David Mamet: Now a Brain-dead Something Else

David Mamet undergoes a conversion:

I took the liberal view for many decades, but I believe I have changed my mind.

As a child of the '60s, I accepted as an article of faith that government is corrupt, that business is exploitative, and that people are generally good at heart.

These cherished precepts had, over the years, become ingrained as increasingly impracticable prejudices. Why do I say impracticable? Because although I still held these beliefs, I no longer applied them in my life. How do I know? My wife informed me. We were riding along and listening to NPR. I felt my facial muscles tightening, and the words beginning to form in my mind: Shut the fuck up. "?" she prompted. And her terse, elegant summation, as always, awakened me to a deeper truth: I had been listening to NPR and reading various organs of national opinion for years, wonder and rage contending for pride of place.
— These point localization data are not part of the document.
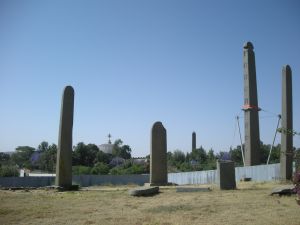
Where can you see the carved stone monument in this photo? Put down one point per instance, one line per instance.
(193, 140)
(226, 175)
(286, 156)
(251, 109)
(158, 155)
(64, 154)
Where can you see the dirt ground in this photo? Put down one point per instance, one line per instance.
(251, 203)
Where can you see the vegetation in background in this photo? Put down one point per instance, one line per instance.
(88, 159)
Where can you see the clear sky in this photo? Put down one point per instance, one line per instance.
(136, 62)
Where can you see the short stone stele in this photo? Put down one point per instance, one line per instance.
(158, 155)
(226, 175)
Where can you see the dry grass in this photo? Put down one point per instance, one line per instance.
(250, 204)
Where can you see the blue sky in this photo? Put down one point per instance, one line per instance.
(133, 63)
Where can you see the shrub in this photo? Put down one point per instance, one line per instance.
(9, 171)
(81, 170)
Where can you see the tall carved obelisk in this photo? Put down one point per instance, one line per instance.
(286, 156)
(64, 153)
(194, 140)
(251, 109)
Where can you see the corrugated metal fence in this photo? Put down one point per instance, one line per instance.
(257, 173)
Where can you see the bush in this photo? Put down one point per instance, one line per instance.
(81, 170)
(9, 171)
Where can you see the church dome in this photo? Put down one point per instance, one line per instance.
(106, 148)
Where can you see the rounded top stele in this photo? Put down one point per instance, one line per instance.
(248, 45)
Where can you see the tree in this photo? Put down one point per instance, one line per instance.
(9, 171)
(100, 168)
(178, 156)
(117, 147)
(103, 157)
(43, 146)
(125, 152)
(210, 155)
(236, 155)
(199, 154)
(4, 157)
(120, 150)
(85, 155)
(22, 156)
(47, 159)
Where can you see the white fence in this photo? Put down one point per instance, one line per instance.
(257, 173)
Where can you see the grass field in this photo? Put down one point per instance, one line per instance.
(250, 204)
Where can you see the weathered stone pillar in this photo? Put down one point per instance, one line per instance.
(158, 155)
(252, 141)
(226, 175)
(64, 153)
(193, 140)
(286, 156)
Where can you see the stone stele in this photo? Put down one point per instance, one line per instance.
(286, 156)
(226, 175)
(158, 155)
(64, 154)
(251, 109)
(193, 140)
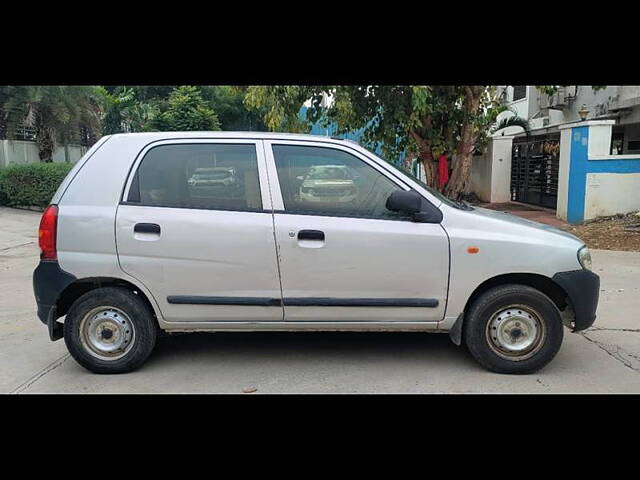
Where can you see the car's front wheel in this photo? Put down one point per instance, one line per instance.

Further: I found I had been—rather charmingly, I thought—referring to myself for years as "a brain-dead liberal," and to NPR as "National Palestinian Radio."

This is, to me, the synthesis of this worldview with which I now found myself disenchanted: that everything is always wrong.

But in my life, a brief review revealed, everything was not always wrong, and neither was nor is always wrong in the community in which I live, or in my country. Further, it was not always wrong in previous communities in which I lived, and among the various and mobile classes of which I was at various times a part.

And, I wondered, how could I have spent decades thinking that I thought everything was always wrong at the same time that I thought I thought that people were basically good at heart? Which was it? I began to question what I actually thought and found that I do not think that people are basically good at heart; indeed, that view of human nature has both prompted and informed my writing for the last 40 years. I think that people, in circumstances of stress, can behave like swine, and that this, indeed, is not only a fit subject, but the only subject, of drama.

Source: a longish piece in the Village Voice entitled "Why I Am No Longer a Brain-dead Liberal" (link).

He makes me think of another, somewhat similar, conversion across the pond. That would be David Aaronovitch (link), British journalist and alpha sandboxer in London intellectual life. David is the son of Sam Aaronovitch who started life (so I am told) as a street communist in the London East End (link). By the time I met Sam in the 70s, he was more or less domesticated, with a government paycheck and an up-market accent. But he remained a force in the intellectual life of the British left until his death in 1998. David started out in the Young Communist League, but drifted far enough right to support the Iraq war; a lefty website calls him a “sometime media hack” (link). Sam’s wife, Lavender—David’s mother—stuck to her lefty guns all the way along, or so I’m told.

As Pigpen said in the comics, times change, people change, every day we grow a little older. So Mamet is converting to—something. I hope it is a responsible centrism. I hope he’s not going to become one of those nasty ex-Trotskyites who make such a nuisance of themselves. I look forward to hearing more from the new Mamet, but I do think it’s bonkers to say that this guy is “our greatest contemporary philosopher.”